Open-sourcing our in-house Kubernetes Pod Monitor

At Unacademy, we use the EFK stack with forward and aggregate pattern for logs, Kubernetes events watcher for predicting potential scheduling or capacity problems, and plan appropriate optimizations of workload distribution. The Prometheus node-exporter monitors resource usage and provides metrics of our running containers. We utilize Kubecost to attribute cost to the services and improve resource utilization.

The Kubernetes Pod monitor tracks pods' failures and notifies them with captured crash logs. In this post, we want to open-source our in-house Kubernetes Pod Monitor and discuss its features.

The Problem

Kubernetes systems are quite lacking when it comes to their transparency and tracing abilities. The intermittent 502 and 504 errors on our microservices reflected this gap: several pod crashes went unnoticed until we were faced with a major availability outage in the event of concurrent map reads and writes in Golang.

To improve the monitoring of the Kubernetes pods, we were looking for solutions that focussed on:

Send real-time pod crash alerts
Capturing critical crash logs and persisting them in Elasticsearch
Storing container state to have transparency over pod lifetime and status before its termination
Slack integration for notifications
Visualizing historical data trends
Whitelist noisy namespaces

Why an in-house solution?

A few open-source solutions were evaluated before the inception of our in-house solution. We have documented the limitations of the alternative systems:

Prometheus: The tool supports custom alerts but fails to capture critical crash logs.
Kubewatch: It tends to be extremely noisy as it alerts each update in container state and fails to prioritize.
Kube-slack: The tool alerts pod crash events but does not capture crash logs.

Our goal was to closely monitor pod failures, and retrieve the crash logs while ensuring the simplicity of the entire workflow. During our exploration of existing solutions, some tools were either too noisy while others failed to capture crash logs making it difficult to troubleshoot.

Introducing Kubernetes Pod Monitor

The Kubernetes logs are lost whenever a pod crashes and reschedules on a different node. The process of extracting those logs involves pod tracking and previous state log retrieval which is quite time-consuming and cumbersome.
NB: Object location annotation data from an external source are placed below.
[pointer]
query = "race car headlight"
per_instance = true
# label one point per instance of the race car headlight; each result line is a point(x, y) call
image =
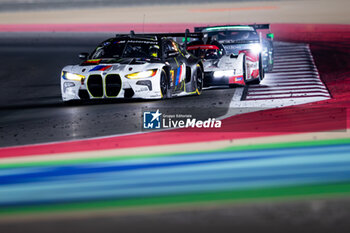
point(256, 48)
point(142, 74)
point(71, 76)
point(226, 73)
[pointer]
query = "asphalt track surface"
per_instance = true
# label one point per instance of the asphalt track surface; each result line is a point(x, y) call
point(31, 108)
point(17, 5)
point(316, 215)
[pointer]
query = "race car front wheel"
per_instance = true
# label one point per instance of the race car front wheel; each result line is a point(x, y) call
point(164, 84)
point(199, 80)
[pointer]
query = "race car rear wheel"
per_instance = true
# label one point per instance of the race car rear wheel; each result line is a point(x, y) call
point(199, 79)
point(261, 73)
point(244, 69)
point(164, 84)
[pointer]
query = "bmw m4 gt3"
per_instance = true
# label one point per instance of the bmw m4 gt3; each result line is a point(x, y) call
point(149, 66)
point(237, 40)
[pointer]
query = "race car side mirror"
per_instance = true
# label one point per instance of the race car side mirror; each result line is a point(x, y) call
point(83, 56)
point(270, 36)
point(170, 54)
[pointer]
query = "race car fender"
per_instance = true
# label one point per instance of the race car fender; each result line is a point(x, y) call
point(251, 56)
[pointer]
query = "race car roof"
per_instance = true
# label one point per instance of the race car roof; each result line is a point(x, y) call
point(223, 28)
point(251, 27)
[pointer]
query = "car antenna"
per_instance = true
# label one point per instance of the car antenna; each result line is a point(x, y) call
point(186, 35)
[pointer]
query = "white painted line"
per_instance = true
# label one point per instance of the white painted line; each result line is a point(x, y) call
point(275, 87)
point(291, 95)
point(298, 72)
point(273, 83)
point(251, 93)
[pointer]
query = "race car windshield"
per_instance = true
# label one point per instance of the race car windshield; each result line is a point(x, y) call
point(235, 36)
point(127, 49)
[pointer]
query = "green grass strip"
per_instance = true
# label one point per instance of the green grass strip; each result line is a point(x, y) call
point(232, 148)
point(284, 193)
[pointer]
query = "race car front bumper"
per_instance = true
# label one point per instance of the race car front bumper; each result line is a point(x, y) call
point(98, 86)
point(210, 80)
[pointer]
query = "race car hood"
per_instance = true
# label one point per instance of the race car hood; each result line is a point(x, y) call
point(127, 65)
point(224, 63)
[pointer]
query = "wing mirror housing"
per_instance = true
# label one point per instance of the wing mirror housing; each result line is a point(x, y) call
point(173, 53)
point(83, 56)
point(270, 36)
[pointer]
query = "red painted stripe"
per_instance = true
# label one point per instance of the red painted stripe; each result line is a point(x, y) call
point(291, 85)
point(286, 97)
point(288, 89)
point(285, 93)
point(329, 114)
point(302, 82)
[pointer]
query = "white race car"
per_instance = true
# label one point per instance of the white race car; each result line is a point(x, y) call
point(233, 54)
point(220, 68)
point(150, 66)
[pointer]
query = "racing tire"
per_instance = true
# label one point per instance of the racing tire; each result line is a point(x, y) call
point(199, 77)
point(261, 73)
point(72, 102)
point(164, 85)
point(244, 74)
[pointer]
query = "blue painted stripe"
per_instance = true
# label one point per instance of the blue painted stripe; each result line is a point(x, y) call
point(184, 174)
point(229, 157)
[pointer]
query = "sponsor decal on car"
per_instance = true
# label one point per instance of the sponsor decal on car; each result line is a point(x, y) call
point(157, 120)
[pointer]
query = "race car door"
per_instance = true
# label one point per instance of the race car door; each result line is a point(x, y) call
point(178, 70)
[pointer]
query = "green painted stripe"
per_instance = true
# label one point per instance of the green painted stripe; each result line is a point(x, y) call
point(279, 193)
point(232, 148)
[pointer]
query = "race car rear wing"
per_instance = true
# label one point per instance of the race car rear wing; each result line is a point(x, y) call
point(158, 36)
point(255, 26)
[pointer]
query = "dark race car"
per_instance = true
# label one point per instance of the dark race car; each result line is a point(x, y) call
point(150, 66)
point(243, 39)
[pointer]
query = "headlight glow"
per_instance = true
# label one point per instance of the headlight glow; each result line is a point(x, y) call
point(226, 73)
point(142, 74)
point(71, 76)
point(256, 48)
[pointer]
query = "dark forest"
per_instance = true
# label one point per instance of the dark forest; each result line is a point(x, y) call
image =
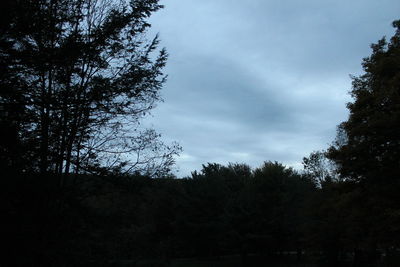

To combat this problem, we built our in-house Kubernetes pod monitor. The service is implemented in Golang which allows it to be highly scalable, efficient, and fast. It uses Kubernetes API to track container failures and automatically sends the crash logs to Elasticsearch for debugging. It is integrated with Slack to notify failures and send messages with details like the last container state, the reason for pod failure, and a direct link to the crash logs storage.

Sample slack notification:

Cluster Name:- k8s-01
Namespace:- kube-system
Container Name:- node-exporter
Reason:- OOMKilled
Kibana Dashboard:- Dashboard

A detailed Kibana dashboard is designed to track the cluster/service experiencing high failure rates and visualize its trends:

The Impact

We observed a 65% reduction in unexpected pod restarts after the deployment of our monitoring solution. Mean time to detect (MTTD) and Mean time to repair (MTTR) improved significantly, therefore, ensuring high availability and seamless troubleshooting. Even when everything is seemingly fine with our Kubernetes clusters, the service continues to highlight issues that would have otherwise gone unnoticed and unattended.

Kubernetes pod monitor also helped streamline deployments as any pod crashes are immediately notified.

Getting started with Kubernetes Pod Monitor

We are open-sourcing our Kubernetes Pod Monitor and the installation process is very simple and available using Helm chart or docker-compose. The detailed steps are enlisted here: https://github.com/Unacademy/kubernetes-pod-monitor#getting-started

Using Helm chart (recommended):

Apply MySQL migrations
Install using the Helm chart
Import the Kibana dashboard into Elasticsearch by following https://www.elastic.co/guide/en/kibana/current/managing-saved-objects.html

Using docker-compose:

Add Kubernetes configuration (kubeconfig) file to config directory and update CLUSTER_NAME env variable in docker-compose
Start docker-compose using: docker-compose up --build

To configure slack notifications, a CLI tool can be used for simplicity: https://github.com/Unacademy/kubernetes-pod-monitor#configuring-notifications

What’s Next for Kubernetes Pod Monitor?

Kubernetes Pod Monitor dramatically simplified our engineering and reliability processes. This setup helped increase transparency in Kubernetes and ensured that pod failures don't go unnoticed. A direct impact was higher availability, reduced MTTD, and improved developer productivity.

But why stop here? There are other events to monitor like scheduling failure, image pull error, etc, integrations with Pagerduty, Discord, etc.